[Mlir-commits] [mlir] 66c2b76 - [MLIR] Extend vector.gather to accept tensor as base
Hanhan Wang
llvmlistbot at llvm.org
Tue Aug 9 11:21:10 PDT 2022
Author: Jerry Wu
Date: 2022-08-09T11:19:16-07:00
New Revision: 66c2b76846246fcd1df31e1928b0df44a8fe43e1
URL: https://github.com/llvm/llvm-project/commit/66c2b76846246fcd1df31e1928b0df44a8fe43e1
DIFF: https://github.com/llvm/llvm-project/commit/66c2b76846246fcd1df31e1928b0df44a8fe43e1.diff
LOG: [MLIR] Extend vector.gather to accept tensor as base
In addition to memref, accept ranked tensor as the base operand of vector.gather, similar to vector.trasnfer_read.

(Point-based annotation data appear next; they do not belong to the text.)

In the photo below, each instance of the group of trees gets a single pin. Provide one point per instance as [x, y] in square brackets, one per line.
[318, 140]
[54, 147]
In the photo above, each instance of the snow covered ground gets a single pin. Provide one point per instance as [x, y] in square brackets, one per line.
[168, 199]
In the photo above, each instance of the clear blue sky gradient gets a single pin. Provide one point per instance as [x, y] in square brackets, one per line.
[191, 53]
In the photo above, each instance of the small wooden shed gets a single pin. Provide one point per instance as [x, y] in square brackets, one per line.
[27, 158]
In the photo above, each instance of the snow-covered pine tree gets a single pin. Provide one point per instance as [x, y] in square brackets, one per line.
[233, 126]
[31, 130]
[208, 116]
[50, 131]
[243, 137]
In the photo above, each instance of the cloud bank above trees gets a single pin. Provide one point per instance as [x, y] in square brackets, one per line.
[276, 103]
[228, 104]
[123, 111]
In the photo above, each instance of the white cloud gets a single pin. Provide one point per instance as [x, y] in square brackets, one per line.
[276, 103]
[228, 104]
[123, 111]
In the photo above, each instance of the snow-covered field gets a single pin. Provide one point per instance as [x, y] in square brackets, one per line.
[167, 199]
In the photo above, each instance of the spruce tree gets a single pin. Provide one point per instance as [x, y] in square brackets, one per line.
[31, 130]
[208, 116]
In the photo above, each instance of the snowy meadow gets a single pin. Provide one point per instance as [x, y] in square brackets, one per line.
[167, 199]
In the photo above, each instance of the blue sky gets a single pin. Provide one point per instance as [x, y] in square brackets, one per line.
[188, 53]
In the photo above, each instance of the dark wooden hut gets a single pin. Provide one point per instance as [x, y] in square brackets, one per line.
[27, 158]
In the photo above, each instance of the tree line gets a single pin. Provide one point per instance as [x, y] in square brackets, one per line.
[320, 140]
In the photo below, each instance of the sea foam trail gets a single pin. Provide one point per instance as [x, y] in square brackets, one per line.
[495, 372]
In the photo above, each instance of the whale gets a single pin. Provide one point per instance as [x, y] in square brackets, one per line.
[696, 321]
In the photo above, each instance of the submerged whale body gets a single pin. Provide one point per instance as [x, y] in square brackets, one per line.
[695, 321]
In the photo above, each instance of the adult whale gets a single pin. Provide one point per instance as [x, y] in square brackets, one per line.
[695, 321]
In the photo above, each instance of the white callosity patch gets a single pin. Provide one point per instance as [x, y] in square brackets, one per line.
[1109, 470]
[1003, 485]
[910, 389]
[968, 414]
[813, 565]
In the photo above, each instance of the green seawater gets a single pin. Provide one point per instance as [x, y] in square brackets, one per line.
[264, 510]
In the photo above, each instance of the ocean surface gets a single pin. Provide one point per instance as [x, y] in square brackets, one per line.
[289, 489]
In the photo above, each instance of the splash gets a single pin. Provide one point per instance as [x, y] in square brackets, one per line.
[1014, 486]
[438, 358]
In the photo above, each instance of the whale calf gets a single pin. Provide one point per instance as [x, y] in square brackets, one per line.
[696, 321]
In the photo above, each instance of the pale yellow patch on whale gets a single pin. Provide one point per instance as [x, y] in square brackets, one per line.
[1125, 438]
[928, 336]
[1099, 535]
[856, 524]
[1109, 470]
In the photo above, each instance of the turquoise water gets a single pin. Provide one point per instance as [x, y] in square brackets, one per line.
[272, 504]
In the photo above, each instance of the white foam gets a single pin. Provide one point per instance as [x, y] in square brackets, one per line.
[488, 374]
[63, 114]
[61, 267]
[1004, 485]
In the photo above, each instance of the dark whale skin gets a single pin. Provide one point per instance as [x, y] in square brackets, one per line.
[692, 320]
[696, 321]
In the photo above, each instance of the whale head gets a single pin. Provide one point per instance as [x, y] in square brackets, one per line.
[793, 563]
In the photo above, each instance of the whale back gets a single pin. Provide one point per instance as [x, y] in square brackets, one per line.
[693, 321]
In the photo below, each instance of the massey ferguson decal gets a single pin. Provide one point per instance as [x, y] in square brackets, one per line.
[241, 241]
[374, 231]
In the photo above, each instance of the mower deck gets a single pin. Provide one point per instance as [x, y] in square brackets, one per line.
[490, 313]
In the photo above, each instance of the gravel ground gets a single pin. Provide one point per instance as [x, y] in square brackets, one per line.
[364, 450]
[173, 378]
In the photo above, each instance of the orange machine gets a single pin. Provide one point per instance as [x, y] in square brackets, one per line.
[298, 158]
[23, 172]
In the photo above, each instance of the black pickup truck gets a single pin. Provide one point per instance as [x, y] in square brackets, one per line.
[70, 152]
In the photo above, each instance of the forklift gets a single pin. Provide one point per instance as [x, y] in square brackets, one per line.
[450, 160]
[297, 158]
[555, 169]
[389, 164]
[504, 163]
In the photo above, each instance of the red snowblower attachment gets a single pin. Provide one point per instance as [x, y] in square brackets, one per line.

This will allow us to vectorize noncontiguous tensor.extract into vector.gather. Full discussion can be found here: https://github.com/iree-org/iree/issues/9198
Reviewed By: hanchung, dcaballe
Differential Revision: https://reviews.llvm.org/D130097
Added:
Modified:
mlir/include/mlir/Dialect/Vector/IR/VectorOps.td
mlir/lib/Conversion/VectorToLLVM/ConvertVectorToLLVM.cpp
mlir/lib/Dialect/Vector/IR/VectorOps.cpp
mlir/lib/Dialect/Vector/Transforms/BufferizableOpInterfaceImpl.cpp
mlir/test/Dialect/Vector/bufferize.mlir
mlir/test/Dialect/Vector/ops.mlir
Removed:
################################################################################
diff --git a/mlir/include/mlir/Dialect/Vector/IR/VectorOps.td b/mlir/include/mlir/Dialect/Vector/IR/VectorOps.td
index 7437af610325a..34460f9c55706 100644
--- a/mlir/include/mlir/Dialect/Vector/IR/VectorOps.td
+++ b/mlir/include/mlir/Dialect/Vector/IR/VectorOps.td
@@ -1758,21 +1758,24 @@ def Vector_MaskedStoreOp :
def Vector_GatherOp :
Vector_Op<"gather">,
- Arguments<(ins Arg<AnyMemRef, "", [MemRead]>:$base,
+ Arguments<(ins Arg<AnyShaped, "", [MemRead]>:$base,
Variadic<Index>:$indices,
VectorOfRankAndType<[1], [AnyInteger, Index]>:$index_vec,
VectorOfRankAndType<[1], [I1]>:$mask,
VectorOfRank<[1]>:$pass_thru)>,
Results<(outs VectorOfRank<[1]>:$result)> {
- let summary = "gathers elements from memory into a vector as defined by an index vector and mask";
+ let summary = [{
+ gathers elements from memory or ranked tensor into a vector as defined by an
+ index vector and mask
+ }];
let description = [{
- The gather operation gathers elements from memory into a 1-D vector as
- defined by a base with indices and an additional 1-D index vector, but
- only if the corresponding bit is set in a 1-D mask vector. Otherwise, the
- element is taken from a 1-D pass-through vector. Informally the semantics
- are:
+ The gather operation gathers elements from memory or ranked tensor into a
+ 1-D vector as defined by a base with indices and an additional 1-D index
+ vector, but only if the corresponding bit is set in a 1-D mask vector.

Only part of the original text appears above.